Well, I am and I thought I'd share with you my final dataSource configuration. I'm using a legacy database that drove an Apache + mod_perl web site that had a MySQL 3.x database. The Groovy/Grails project I'm working on will interact with that data (right now as a read-only service) and here's the final dataSource definition I ended up using for our first beta.
import org.codehaus.groovy.grails.orm.hibernate.cfg.GrailsAnnotationConfiguration
/**
* This project is driven off of Legacy data.
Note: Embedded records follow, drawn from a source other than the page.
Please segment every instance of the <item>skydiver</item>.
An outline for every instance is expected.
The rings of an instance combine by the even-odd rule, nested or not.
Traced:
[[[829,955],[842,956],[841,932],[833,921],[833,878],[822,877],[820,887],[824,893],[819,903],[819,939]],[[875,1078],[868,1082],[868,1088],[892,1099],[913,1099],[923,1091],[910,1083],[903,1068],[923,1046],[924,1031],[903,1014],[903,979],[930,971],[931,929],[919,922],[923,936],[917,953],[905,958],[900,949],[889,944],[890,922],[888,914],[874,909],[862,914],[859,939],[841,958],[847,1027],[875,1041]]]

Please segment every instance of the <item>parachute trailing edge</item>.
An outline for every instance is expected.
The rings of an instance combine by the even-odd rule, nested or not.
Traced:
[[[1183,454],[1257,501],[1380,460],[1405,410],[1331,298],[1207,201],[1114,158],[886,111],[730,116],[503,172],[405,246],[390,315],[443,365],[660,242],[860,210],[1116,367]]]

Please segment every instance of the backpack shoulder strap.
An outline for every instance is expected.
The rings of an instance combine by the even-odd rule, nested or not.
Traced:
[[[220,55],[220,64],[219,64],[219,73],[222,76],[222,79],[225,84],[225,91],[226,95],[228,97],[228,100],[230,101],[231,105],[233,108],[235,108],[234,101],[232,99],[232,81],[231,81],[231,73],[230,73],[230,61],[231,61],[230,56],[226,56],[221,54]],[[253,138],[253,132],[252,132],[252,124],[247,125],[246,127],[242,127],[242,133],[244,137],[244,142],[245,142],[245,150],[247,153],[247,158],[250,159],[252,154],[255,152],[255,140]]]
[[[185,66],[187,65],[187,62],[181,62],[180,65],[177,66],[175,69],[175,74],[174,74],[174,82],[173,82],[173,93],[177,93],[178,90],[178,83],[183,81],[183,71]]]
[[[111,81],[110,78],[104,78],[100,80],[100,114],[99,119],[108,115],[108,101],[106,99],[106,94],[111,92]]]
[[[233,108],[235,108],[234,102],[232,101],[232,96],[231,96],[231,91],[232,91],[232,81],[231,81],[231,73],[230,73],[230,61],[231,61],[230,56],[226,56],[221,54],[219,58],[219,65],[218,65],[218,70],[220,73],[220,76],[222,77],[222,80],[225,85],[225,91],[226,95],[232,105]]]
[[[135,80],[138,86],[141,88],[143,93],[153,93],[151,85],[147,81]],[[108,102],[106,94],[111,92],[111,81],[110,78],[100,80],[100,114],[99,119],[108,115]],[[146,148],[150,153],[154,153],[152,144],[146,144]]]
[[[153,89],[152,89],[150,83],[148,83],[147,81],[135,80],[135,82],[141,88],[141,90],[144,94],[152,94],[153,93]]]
* Use update to prevent wiping old tables...
* much of the data is accessed using JPA classes generated by
* the Hibernate3 reverse engineer tool.
********************************************************************/
dataSource {
configClass = GrailsAnnotationConfiguration.class
dbCreate = "update"
dialect= org.hibernate.dialect.MySQLMyISAMDialect // or perhaps MySQL5Dialect
pooled = false
}
environments {
development {
dataSource {
driverClassName = "com.mysql.jdbc.Driver"
url = "jdbc:mysql://localhost:3306/legacy?zeroDateTimeBehavior=convertToNull"
username = "legacy"
password = "legacy"
}
}
test {
dataSource {
driverClassName = "com.mysql.jdbc.Driver"
url = "jdbc:mysql://localhost:3306/legacy?zeroDateTimeBehavior=convertToNull"
username = "legacy"
password = "legacy"
}
}
production {
dataSource {
jndiName = "java:/LegacyDS"
}
}
}
The LAMP stack was upgraded to use MySQL 5 recently so we can set up our new projects using the setting dialect= org.hibernate.dialect.MySQLInnoDBDialect which will give us the ability to use actual foreign key relationships. That's a big deal if you are a LAMP developer. I suppose that in short order I will be a Grails, Linux, Apache, MySQL developer... a GLAM developer... ah... no... lets not call it that.
BTW: I deploy to a JBoss Application server in production which manages the DataSources in a legacy-ds.xml file under /usr/local/jboss/server/default/deploy that's why my production dataSource uses the jndi lookup.